Dönüşüm ile birlikte değişen tüketim mekanlarını tektipleştirmeden, başka bir şekilde üretmenin yolu nedir?
Çevre Analizleri
Yarışma alanı Ankara’nın Batı gelişim aksı üzerinde yer alan ve son yıllardaki hızlı gelişim ile “merkezi bir iş ve yaşam alanı” niteliği kazanmış bir cazibe merkezi haline dönüşmüştür. Bölgenin hızlı gelişimi ve kentli tarafından tercih edilmesinin en önemli etkenlerinden bir tanesinin metro ile erişim imkanı olduğu ortadadır.Yıllar içinde oluşmuş az yoğunluklu dokuya eklemlenen yüksek yoğunluklu yeni karma kullanım projeleri ile bölge çok daha dinamik bir çehreye bürünmüştür.
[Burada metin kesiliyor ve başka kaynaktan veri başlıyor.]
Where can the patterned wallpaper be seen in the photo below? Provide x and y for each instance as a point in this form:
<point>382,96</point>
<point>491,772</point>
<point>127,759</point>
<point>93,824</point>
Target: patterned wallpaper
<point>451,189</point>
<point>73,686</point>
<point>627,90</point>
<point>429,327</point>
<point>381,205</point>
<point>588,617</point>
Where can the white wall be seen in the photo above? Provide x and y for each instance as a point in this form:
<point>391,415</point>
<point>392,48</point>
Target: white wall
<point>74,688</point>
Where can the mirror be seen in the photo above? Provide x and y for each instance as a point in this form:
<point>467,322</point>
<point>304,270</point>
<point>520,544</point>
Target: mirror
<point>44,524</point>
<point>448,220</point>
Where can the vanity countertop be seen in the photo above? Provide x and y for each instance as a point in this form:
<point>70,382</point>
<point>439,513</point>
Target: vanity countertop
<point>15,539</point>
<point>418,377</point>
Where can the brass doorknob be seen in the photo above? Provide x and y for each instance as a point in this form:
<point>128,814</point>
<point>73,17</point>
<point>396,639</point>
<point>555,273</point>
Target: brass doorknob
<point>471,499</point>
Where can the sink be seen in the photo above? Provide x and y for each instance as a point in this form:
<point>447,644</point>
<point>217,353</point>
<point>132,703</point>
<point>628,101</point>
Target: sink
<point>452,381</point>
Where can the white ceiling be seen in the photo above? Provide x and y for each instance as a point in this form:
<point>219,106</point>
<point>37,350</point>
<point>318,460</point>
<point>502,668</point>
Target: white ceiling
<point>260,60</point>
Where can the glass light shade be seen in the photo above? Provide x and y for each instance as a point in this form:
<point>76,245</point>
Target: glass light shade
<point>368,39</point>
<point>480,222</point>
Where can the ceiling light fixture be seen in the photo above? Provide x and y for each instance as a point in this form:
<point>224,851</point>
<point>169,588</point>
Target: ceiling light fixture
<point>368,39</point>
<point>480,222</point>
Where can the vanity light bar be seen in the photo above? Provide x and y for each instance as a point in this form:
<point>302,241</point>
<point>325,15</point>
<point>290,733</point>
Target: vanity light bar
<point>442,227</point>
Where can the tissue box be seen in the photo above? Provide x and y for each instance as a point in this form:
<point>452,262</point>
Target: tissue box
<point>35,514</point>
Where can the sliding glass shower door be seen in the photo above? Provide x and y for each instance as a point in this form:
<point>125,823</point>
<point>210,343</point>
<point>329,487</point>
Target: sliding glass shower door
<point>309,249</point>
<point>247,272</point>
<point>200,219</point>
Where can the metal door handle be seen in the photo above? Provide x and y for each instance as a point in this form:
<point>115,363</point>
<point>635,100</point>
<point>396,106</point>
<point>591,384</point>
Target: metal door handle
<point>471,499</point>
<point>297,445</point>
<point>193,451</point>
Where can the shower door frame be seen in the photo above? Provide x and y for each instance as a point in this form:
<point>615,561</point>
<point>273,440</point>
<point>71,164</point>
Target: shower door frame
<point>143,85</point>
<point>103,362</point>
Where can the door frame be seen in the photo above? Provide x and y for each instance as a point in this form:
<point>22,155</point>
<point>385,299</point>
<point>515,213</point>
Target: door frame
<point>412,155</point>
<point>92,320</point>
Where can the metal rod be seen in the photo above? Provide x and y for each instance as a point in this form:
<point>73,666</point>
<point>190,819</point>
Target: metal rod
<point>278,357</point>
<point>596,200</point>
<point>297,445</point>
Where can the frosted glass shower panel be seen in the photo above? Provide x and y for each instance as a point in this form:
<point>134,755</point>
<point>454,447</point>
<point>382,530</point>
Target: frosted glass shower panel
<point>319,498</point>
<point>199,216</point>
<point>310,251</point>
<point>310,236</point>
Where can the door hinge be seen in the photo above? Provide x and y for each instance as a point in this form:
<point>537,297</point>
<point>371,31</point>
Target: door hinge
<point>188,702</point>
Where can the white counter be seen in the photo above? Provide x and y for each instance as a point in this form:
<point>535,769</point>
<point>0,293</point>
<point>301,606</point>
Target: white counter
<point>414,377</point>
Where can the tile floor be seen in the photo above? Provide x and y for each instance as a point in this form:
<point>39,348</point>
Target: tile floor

Bununla birlikte yakın çevrede bulunan kamu yapıları ise mesai saatleri içinde kentsel hareketliliğin artmasında etkili olmaktadır. Bu yönüyle farklı fonksiyonların ve yapı yoğunlukların yer aldığı bir bölgenin tam ortasında konumlanan proje alanının bütün çeperleri ile çevresi ile güçlü ilişkiler kurması beklenmektedir.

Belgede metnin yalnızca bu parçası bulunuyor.